New York chief judge names task force on pro bono workJohn Feerick in Reuters, May 22, 2012
NEW YORK, May 22 (Reuters) - New York Chief Judge Jonathan Lippman on Tuesday created a 15-member task force to help implement his proposal to require prospective New York lawyers to perform 50 hours of pro bono work.
The panel will be co-chaired by Victoria Graffeo, an associate judge on the state court of appeals, and Alan Levine, a partner at Cooley and former chair of the Legal Aid Society.
Others named to the committee include Fern Fisher, the deputy chief administrative judge for New York city courts; Steven Banks, the attorney in chief of the Legal Aid Society; and John Feerick, a former dean of Fordham University Law School. The presiding justices of the state's four appellate departments will also serve as ex officio committee members.
"Pro bono services are part and parcel of our legal culture," Lippman said as he made the announcement at a conference at Cardozo School of Law.
Lippman said the proposal, unveiled on May 1, is the first of its kind in the United States. It would require bar applicants to complete 50 hours of uncompensated legal work before receiving a license to practice in the state. "The eyes of the legal communities around the nation are on New York," he said on Tuesday.
The committee will give recommendations to Lippman and the four appeals court presiding justices, who head the committees that approve bar admissions, on how best to implement the proposal.
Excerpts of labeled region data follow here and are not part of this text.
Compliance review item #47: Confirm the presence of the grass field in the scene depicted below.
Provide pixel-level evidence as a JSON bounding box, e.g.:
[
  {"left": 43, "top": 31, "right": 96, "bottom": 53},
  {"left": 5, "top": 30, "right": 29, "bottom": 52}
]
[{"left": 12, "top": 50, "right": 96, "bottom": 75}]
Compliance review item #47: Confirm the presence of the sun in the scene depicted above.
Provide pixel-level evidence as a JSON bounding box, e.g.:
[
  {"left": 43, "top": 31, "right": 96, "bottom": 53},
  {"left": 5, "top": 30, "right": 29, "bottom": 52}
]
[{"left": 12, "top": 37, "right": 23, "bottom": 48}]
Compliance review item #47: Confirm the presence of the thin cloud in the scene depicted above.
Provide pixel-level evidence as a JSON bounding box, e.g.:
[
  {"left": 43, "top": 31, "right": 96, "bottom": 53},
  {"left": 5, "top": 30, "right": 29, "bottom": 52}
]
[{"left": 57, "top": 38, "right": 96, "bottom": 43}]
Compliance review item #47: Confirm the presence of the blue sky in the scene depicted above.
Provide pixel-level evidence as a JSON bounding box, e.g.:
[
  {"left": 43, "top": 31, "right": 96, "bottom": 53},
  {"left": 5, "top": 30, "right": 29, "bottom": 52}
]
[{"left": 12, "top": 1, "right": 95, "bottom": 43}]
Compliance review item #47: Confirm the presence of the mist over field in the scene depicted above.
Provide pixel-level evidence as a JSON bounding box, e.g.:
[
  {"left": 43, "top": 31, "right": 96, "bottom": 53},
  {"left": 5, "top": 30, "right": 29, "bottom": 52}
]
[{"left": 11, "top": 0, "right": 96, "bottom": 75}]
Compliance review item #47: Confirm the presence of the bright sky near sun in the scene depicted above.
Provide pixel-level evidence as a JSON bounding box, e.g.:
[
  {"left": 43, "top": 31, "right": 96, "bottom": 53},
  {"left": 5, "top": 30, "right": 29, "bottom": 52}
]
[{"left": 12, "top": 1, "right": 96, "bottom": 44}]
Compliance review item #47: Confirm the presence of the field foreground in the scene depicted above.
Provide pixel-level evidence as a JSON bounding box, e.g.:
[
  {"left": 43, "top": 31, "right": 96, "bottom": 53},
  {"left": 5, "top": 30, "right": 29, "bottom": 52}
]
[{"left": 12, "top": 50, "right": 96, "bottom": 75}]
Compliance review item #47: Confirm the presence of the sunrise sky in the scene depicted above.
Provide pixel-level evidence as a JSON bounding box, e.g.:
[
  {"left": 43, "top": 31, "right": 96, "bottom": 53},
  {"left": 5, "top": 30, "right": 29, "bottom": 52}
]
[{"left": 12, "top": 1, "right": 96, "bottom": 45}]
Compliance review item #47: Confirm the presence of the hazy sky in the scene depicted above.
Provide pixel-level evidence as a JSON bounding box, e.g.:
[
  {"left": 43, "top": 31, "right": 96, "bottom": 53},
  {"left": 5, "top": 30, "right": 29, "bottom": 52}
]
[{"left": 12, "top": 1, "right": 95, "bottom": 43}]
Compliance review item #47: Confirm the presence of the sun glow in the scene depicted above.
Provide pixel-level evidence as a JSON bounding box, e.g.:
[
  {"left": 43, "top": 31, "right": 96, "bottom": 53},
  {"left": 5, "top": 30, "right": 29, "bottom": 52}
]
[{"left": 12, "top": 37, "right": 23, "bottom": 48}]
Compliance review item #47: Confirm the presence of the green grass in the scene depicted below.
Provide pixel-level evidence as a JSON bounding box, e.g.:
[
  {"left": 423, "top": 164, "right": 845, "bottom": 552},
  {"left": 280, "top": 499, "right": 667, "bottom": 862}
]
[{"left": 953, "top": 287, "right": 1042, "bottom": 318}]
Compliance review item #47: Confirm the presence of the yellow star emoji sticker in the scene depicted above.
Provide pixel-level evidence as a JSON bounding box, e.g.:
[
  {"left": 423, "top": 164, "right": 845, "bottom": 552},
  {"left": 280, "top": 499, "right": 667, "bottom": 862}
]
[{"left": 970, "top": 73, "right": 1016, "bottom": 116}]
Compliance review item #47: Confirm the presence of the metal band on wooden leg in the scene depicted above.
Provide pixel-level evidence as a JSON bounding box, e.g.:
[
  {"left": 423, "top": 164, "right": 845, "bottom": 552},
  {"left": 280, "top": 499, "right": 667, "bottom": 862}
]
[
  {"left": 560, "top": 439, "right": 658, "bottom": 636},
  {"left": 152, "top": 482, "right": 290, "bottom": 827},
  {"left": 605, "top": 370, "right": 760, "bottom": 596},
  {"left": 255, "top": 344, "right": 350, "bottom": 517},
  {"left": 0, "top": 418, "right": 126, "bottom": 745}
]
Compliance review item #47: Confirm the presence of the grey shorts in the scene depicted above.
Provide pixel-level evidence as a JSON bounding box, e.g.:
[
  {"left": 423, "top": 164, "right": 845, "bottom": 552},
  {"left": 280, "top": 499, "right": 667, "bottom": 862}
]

Among its areas of research will be how to structure student pro bono projects, how to incorporate law school clinics and other undergraduate and postgraduate programs into the pro bono requirements, and how to add access-to-justice issues to law school curricula.
The proposal has drawn praise from legal-service providers and court advocates, but some have questioned whether it can be deployed in a way that expands access to legal services while at the same time giving would-be lawyers hands-on training.
"The challenge is to implement a pro bono program that's both cost-effective and manageable but also a valuable learning experience," St. John's University School of Law dean Michael Simons said during a panel discussion following Lippman's remarks.
The proposal is expected to add 500,000 hours to the 2 million hours of pro bono legal services donated each year to help low-income people in New York state. Lippman estimated that only 20 percent of the need for civil legal services -- things like matrimonial and family court proceedings, consumer debt and residential foreclosures -- are currently being met.
About 2.3 million individuals appeared without any representation in civil legal proceedings before the state's courts last year, according to a recent report from the Task Force to Expand Access to Civil Legal Services in New York, created by Lippman in 2010 to study ways to provide civil legal services to low-income New Yorkers.
The committee will begin soliciting recommendations, questions and suggestions in the coming weeks via the New York state court system's website.